The underlying trend in China is one of growth, with the optical market valued at US $3 billion. "They just had to have a pause," says Redpath, who points out that the Chinese market has tripled in a relatively short period. "They are now retooling for the next big thing: LTE; it it just a matter of time," he says. The deployment of 100 Gig, by the large three domestic operators, may start by the year end or spill into 2015.
Optics is the foundation of an industry that is growing
Japan's sharp decline in 2013 follows massive growth in 2012, the result of replacing networks lost following the 2011 earthquake and tsunami. "That was a one-time bump followed by a one-time reset, with the market now back to normal," says Redpath.
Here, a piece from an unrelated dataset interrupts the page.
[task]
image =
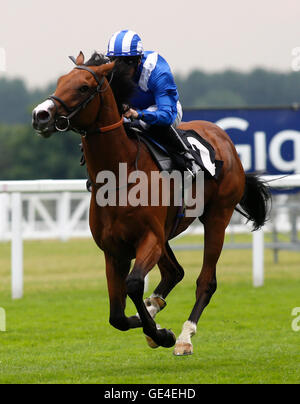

Meanwhile, the EMEA optical networking market will growth at 4.1 percent. "This is a pretty modest growth rate, with more upside coming in the latter period," says Redpath. "The operators have been neglecting their core for so long, they are going to have to come back and reinvest."
Ovum says the weakness of the European market will run its course during the forecast period and expects Europe's northern countries - the UK and Germany - to lead the recovery, followed by the likes of Spain, Italy and Greece.
The market research firm singles out the UK market as being particularly dynamic, and an economy that will lead Europe out of recession. "It is probably closer to the North America market than any other country in terms of competitors and non-carrier spending," says Redpath. "The UK is also one of the leading data centre markets in the world."
Ovum remains upbeat about the long-term prospects of the global optical networking market. "Optics is the foundation of an industry that is growing," says Redpath.
He also points to recent developments in the net neutrality debate, and cites how over-the-top TV and film player, Netflix, has signed agreements with telecom and cable operators. "If over-the-top players realise that they can't keep free-riding on these networks, and to get performance they give a little money to the telcos, then that is a good thing for the ultimate food chain," says Redpath.